İç savaş altındaki Afrikalılar bile bizden hızlı büyüdü
“Büyümeyi istikrarlı ve sürdürülebilir şekilde yüzde 6 bandına oturmak lazım” diyen Akif Hamzaçebi, şöyle devam etti: “2008-2014 yılları arasında Türkiye’deki büyüme hızı ortalama yüzde 3.3’tür. Geçen yılı yüzde 2.9’la kapadık. Aynı dönemde iç savaş ve darbelerin yaşandığı hükümetlerin olmadığı Ortadoğu ve Afrika ülkelerinde yıllık ortalama büyüme yüzde 3.8. Büyümedeki yavaşlama çok çarpıcı ve her şeyi etkiliyor. 2000- 2007 döneminde tahakkuk eden her 100 TL’lik verginin 92 TL’si ödeniyordu ki bu normal bir orandır. 2008 - 2014 döneminde tahakkuk eden her 100 TL’lik verginin 84 TL’si ödenir oldu.”
İşte CHP'nin asgari ücret hesabındaki püf nokta
Türkiye’de şu anda asgari ücret net 949 TL. Asgari ücretin işveren brüt maliyeti 1.411 TL. 2015’in ikinci 6 ayında bu rakam net 1.000 TL olacak. İşverene brüt maliyeti de 1.496 TL olacak. Akif Hamzaçebi, asgari ücrette hesaparını şöyle detaylandırdı: “Şu andaki asgari ücretle işçinin sigorta prim tutarı 168 TL, işveren prim tutarı 186 TL’dir. Temmuz 2015’te bu rakamlar işçi için 10 TL’lik artışla 178 TL, işveren için 11 TL’lik artışla 197 TL olacak. CHP’nin net 1.500 TL asgari ücret önerisinde işçi prim tutarı 247 TL, işveren prim tutarı 273 TL. İşçi priminde 69 TL, işveren priminde 80 TL artış olacak. Biz bu yükselişten kaynaklanan prim artışını almayacağız. 4 yıllık hükümet döneminde prim oranlarını AB ortalamalarına çekeceğiz ki işverende artık ödediği gerçek ücreti kayıtlarına yansıtsın.”

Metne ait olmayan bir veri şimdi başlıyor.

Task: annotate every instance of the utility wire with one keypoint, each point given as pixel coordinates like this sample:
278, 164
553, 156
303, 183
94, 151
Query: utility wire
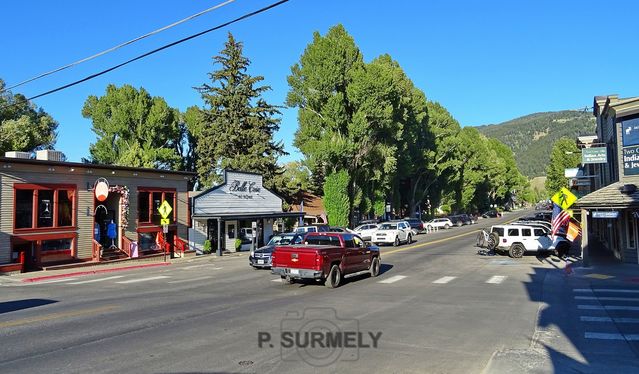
118, 46
248, 15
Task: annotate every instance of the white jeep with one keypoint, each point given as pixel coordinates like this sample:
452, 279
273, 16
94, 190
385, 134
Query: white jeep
394, 232
517, 239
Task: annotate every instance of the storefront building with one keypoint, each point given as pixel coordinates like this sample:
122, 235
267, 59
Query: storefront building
56, 212
239, 208
610, 214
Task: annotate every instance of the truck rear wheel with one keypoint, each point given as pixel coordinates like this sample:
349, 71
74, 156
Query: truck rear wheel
516, 250
287, 280
374, 270
334, 277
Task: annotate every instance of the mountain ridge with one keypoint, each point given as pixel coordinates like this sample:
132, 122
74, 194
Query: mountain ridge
532, 136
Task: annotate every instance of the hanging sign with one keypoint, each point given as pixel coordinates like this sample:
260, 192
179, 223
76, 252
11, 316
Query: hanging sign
101, 189
595, 155
605, 214
631, 160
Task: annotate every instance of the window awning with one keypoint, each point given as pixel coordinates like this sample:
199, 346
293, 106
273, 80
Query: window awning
247, 216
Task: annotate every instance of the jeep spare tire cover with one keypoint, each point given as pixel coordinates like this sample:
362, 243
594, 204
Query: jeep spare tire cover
493, 240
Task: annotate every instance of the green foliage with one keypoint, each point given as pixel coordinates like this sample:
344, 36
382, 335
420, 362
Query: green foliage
289, 184
532, 137
24, 127
336, 199
368, 123
565, 154
235, 128
133, 129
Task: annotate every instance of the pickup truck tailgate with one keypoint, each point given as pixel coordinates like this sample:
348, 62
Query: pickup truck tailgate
297, 257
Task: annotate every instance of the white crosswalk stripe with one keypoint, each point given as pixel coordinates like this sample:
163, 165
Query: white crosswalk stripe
611, 336
608, 307
620, 324
612, 290
606, 298
444, 280
496, 279
55, 281
191, 279
608, 319
143, 279
393, 279
98, 280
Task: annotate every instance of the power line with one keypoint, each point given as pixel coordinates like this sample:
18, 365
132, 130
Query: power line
118, 46
248, 15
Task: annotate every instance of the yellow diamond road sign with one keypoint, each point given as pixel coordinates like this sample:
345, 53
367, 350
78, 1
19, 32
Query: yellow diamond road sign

Bir Petkim, Tüpraş yaratılamadı, TCMB vatan hainliği ile suçlandı
Türkiye’nin sanayileşme politikasının yanlış olduğunu, yüksek teknolojili ürünlerin üretiminden vazgeçen bir ülke konumuna geldiğinin altını çizen Akif Hamzaçebi, “Özelleştirme de bir politikadır ama Türkiye yeni bir Petkim, Tüpraş yaratamadı. Bir otomobil markası yaratamadı. Biz yerli otomobili yapacağız ve sektör ne talep ediyorsa destek vereceğiz” dedi. Türkiye’nin yapısal problemleri olduğunu ve bir dönem kabahatin Merkez Bankası’nın faizinde bulunduğunu da hatırlatan Hamzaçebi, “Merkez Bankası Başkanı vatan hainliği ile suçlandı. Şimdi bakıyorum Endonezya, Hindistan ve TCMB’nin politika faizleri aynı; yüzde 7.5’te. Bu ülkelerden Endonezya 2014’te yüzde 5.2, Hindistan yüzde 7 büyüdü. Türkiye yüzde 2.9 büyüdü. Problem faizde değil” ifadelerini kullandı. Hamzaçebi, Türkiye’de imalat sanayinin üretim ve ihracat yapısına bakıldığında teknoloji yoğunluğu yüksek ürünlerin üretimdeki payının 2003’te yüzde 5.7’iken şimdi yüzde 3.4’e, ihracattaki payının ise yüzde 6’lardan yüzde 3.5 düzeyine indiğine işaret etti.